Conoció a Ramiro una tarde cuando terminaba las nóminas de los empleados de la famosa firma de moda Alfred & Valenty, a solas en el despacho de Al, en su casa, mientras sus clientes trabajaban en su estudio en el piso de arriba. Levantó la mirada un momento y se lo encontró delante de él, de pie, apoyado en el marco de la puerta en una pose que no habría quedado más sexy si la hubiera preparado, aunque su cuerpo desprendía una indiferencia irresistible.

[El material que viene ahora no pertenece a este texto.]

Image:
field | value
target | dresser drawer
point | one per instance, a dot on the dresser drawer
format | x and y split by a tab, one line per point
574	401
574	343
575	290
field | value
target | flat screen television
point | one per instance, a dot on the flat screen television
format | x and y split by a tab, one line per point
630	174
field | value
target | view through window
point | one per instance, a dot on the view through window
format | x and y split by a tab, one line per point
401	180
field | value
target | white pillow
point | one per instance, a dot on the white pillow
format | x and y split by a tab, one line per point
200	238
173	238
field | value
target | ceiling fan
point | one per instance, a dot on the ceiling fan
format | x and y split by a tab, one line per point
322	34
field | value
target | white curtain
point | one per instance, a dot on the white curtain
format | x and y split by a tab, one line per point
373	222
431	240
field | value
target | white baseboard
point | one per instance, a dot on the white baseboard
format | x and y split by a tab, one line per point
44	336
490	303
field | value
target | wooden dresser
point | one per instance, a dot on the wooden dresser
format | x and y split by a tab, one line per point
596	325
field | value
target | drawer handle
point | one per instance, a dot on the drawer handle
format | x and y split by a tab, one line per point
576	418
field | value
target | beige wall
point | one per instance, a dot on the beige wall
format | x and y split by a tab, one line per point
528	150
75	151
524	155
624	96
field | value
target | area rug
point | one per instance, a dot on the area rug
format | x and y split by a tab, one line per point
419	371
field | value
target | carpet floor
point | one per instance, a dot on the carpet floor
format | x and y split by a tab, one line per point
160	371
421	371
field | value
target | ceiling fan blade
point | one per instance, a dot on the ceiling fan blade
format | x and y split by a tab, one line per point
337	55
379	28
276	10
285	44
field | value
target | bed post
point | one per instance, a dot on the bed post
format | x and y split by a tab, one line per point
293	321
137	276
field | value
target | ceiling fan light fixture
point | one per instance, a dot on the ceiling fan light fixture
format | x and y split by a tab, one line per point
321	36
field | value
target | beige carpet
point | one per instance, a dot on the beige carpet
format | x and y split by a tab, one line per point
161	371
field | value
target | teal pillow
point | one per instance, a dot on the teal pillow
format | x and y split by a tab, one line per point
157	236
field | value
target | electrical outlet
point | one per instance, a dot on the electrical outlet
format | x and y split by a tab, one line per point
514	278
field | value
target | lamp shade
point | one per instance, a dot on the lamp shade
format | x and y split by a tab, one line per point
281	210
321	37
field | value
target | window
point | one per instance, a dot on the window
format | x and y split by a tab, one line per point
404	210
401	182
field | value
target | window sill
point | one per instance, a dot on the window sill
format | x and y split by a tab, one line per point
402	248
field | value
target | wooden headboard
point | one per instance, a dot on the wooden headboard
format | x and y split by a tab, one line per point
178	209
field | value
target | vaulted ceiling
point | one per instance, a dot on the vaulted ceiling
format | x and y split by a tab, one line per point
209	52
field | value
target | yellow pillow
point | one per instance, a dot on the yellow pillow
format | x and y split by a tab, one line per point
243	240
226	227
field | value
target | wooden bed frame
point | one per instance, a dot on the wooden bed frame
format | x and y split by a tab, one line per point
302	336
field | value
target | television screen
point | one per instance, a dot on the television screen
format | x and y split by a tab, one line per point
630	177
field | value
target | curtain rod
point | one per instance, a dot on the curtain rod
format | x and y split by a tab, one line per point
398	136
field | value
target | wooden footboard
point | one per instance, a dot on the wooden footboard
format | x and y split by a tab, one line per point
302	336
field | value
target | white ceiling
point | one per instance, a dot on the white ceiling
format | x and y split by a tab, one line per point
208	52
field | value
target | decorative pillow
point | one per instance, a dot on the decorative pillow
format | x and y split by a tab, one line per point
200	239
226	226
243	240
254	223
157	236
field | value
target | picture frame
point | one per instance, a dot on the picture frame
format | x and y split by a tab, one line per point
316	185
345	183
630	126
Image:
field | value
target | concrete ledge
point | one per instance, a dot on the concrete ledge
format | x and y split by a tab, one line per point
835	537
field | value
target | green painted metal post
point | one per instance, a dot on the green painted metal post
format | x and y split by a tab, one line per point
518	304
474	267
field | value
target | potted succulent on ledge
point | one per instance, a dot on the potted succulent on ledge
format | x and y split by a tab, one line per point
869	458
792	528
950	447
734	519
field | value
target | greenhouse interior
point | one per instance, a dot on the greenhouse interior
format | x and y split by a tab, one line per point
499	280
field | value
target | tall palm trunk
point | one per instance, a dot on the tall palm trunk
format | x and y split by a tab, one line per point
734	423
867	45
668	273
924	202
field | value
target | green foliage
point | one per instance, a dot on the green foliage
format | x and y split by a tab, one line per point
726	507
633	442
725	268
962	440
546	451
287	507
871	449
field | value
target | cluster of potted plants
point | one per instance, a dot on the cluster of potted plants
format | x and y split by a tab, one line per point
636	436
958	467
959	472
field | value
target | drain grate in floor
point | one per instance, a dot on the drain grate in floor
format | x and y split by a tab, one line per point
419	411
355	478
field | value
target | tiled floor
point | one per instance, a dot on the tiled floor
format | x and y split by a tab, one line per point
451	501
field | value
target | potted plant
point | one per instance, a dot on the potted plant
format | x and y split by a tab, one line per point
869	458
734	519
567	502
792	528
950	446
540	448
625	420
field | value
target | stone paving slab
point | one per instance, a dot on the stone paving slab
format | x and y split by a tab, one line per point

Estaba ahí, observándolo de reojo, con una sonrisa perversa mientras entre sus manos desgranaba cuidadosamente una piedrecita de costo que dejaba caer en un papel de liar que reposaba sobre su otra mano, una acción que parecía manejar con destreza de experto.
—¿Te conozco? —preguntó, al tiempo que confeccionaba un cilindro perfecto entre sus dedos largos.
—Víctor Andrade, soy…
—El abogado —lo cortó y Víctor sonrió.
—E imagino que tú eres Ramiro. —El joven le devolvió la sonrisa—. He oído hablar mucho de ti.
Ramiro ignoró por completo la invitación a una charla superficial, se limitó a encender su porro y comenzar a fumar sin perder su chulería. Debía tener unos veinte años por entonces. Se notaba que estaba cómodo en su piel, su mirada insinuante y su pose provocativa no ocultaban que flirteaba. Se habían quedado en silencio, pero no se hacía raro, como si formara parte de un acuerdo prestablecido. Ramiro dio un par de caladas y le ofreció el pitillo. Entonces se fijó en sus ojos; eran de un azul casi trasparente, enmarcados por unas tupidas pestañas negras que creaban un efecto hipnótico en su mirada, aunque, por alguna razón, conseguía que un rasgo que debería tener algo de angelical resultara perturbador.
Víctor rechazó la droga, él volvió a fumar. Absorbió el humo, lo retuvo en sus pulmones un momento y luego lo soltó despacio mientras decía con voz arrastrada:
—Víctor el abogado. No me habían dicho que eras tan guapo.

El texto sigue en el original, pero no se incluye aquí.